Освободительный порыв не угас. Гремел набатом герценовский 'Колокол': 'К топору зовите Русь!' Надо было этим карающим 'топором' сокрушить царизм, державший в хищных лапах бедных и сирых, порабощавший новых жертв насилия, надо было низвергнуть знамя самодержавия и вознести знамя Свободы!
И доблесть отряда храбрецов, восставших в глухом уезде на окраине империи, не замыкалась границами кавказского края, она обращалась в крылатый клич, долетевший до берегов Невы, обозначала громадную арену борьбы и обретала великий воодушевляющий смысл!
И вот княгиня, живая тень минувших времен, благословляет молодых на пороге тернистой неведомой стези, и двое любящих сердец внимают ее дрожащему голосу, ее печальной исповеди, ее светлому завету... Им суждено увидеть новый век, им продолжать поиски света, им увековечить отомщенную память лучших людей страны...
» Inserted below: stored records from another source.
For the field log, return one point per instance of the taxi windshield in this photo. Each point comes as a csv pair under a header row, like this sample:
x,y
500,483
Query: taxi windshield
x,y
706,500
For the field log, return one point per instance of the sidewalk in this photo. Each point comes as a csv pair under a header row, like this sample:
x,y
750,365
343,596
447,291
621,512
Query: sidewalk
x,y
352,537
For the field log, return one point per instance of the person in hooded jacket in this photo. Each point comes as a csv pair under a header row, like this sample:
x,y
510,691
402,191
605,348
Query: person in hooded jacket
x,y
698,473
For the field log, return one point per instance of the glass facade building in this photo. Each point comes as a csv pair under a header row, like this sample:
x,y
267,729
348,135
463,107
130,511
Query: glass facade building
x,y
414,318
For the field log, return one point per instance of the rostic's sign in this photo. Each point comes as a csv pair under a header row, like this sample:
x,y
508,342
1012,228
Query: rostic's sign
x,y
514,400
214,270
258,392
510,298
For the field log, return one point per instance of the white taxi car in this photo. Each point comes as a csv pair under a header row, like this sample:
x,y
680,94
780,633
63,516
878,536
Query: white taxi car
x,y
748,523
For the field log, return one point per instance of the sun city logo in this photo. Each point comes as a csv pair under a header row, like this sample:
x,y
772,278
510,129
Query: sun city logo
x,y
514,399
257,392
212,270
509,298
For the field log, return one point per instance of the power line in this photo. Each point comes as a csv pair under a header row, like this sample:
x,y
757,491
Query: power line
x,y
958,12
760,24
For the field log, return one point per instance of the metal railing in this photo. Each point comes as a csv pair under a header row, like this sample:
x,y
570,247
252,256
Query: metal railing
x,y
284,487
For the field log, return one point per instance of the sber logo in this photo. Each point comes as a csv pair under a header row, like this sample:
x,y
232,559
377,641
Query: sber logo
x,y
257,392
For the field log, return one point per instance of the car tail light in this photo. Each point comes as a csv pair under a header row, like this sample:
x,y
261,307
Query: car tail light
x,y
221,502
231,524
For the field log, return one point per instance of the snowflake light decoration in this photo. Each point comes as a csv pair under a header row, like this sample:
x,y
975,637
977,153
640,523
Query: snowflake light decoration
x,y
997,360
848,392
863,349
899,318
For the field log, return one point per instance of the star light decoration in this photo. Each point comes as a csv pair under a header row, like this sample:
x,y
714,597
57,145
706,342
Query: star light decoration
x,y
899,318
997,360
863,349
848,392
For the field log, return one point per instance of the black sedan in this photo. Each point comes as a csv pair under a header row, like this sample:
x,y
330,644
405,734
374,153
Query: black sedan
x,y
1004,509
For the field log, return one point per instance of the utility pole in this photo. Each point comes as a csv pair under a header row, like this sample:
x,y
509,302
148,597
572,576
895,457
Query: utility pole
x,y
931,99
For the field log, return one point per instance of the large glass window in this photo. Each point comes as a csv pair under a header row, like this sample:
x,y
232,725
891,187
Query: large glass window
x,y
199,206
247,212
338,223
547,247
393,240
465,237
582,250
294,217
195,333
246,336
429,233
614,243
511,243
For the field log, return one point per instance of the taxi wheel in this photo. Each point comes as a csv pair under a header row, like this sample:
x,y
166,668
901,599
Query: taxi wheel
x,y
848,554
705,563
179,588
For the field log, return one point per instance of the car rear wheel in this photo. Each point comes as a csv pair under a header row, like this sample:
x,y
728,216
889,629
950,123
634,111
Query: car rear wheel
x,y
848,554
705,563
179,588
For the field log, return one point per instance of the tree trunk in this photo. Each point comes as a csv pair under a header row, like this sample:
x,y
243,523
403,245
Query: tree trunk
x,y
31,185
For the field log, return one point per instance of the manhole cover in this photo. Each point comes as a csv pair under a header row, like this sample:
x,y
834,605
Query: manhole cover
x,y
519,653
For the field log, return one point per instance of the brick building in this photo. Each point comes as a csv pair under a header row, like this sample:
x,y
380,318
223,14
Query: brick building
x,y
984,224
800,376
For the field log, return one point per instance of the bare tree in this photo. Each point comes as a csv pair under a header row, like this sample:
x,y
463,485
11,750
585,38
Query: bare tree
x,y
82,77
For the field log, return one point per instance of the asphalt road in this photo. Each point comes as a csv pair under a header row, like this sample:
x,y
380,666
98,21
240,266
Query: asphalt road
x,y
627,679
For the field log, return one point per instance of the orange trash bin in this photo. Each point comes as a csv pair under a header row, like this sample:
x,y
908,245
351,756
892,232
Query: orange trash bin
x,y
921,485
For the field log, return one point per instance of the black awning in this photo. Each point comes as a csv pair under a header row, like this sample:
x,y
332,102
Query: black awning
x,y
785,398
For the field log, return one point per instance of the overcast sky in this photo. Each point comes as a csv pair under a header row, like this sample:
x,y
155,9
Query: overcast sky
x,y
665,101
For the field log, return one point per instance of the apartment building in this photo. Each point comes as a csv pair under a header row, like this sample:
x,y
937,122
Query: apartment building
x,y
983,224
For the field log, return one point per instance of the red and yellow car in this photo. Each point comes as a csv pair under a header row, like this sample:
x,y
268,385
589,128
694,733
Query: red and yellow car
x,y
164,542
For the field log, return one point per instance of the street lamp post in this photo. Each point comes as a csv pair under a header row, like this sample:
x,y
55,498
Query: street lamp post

Да, эта старая женщина на закате дней своих почувствовала дыхание надвигающейся невиданной бури, не видя и не зная ее подспудных титанических сил, но ощущая явственно роковой треск потрясаемого трона...
И это предчувствие возвращало ее к далекой поре молодости, воскрешая в памяти видение Сенатской площади, подернутой пороховым дымом, грохот стрельбы, крики, топот коней...
И в старом усталом сердце ее вспыхивал огонь, высвечивающий дорогие, прекрасные лица декабристов. За далью лет эти события представали ее взору во всем благородстве и безоглядной, безумной жертвенности подвига.
- Стало быть, на Кавказ собрались...- со вздохом проговорила она.- Ну, что ж...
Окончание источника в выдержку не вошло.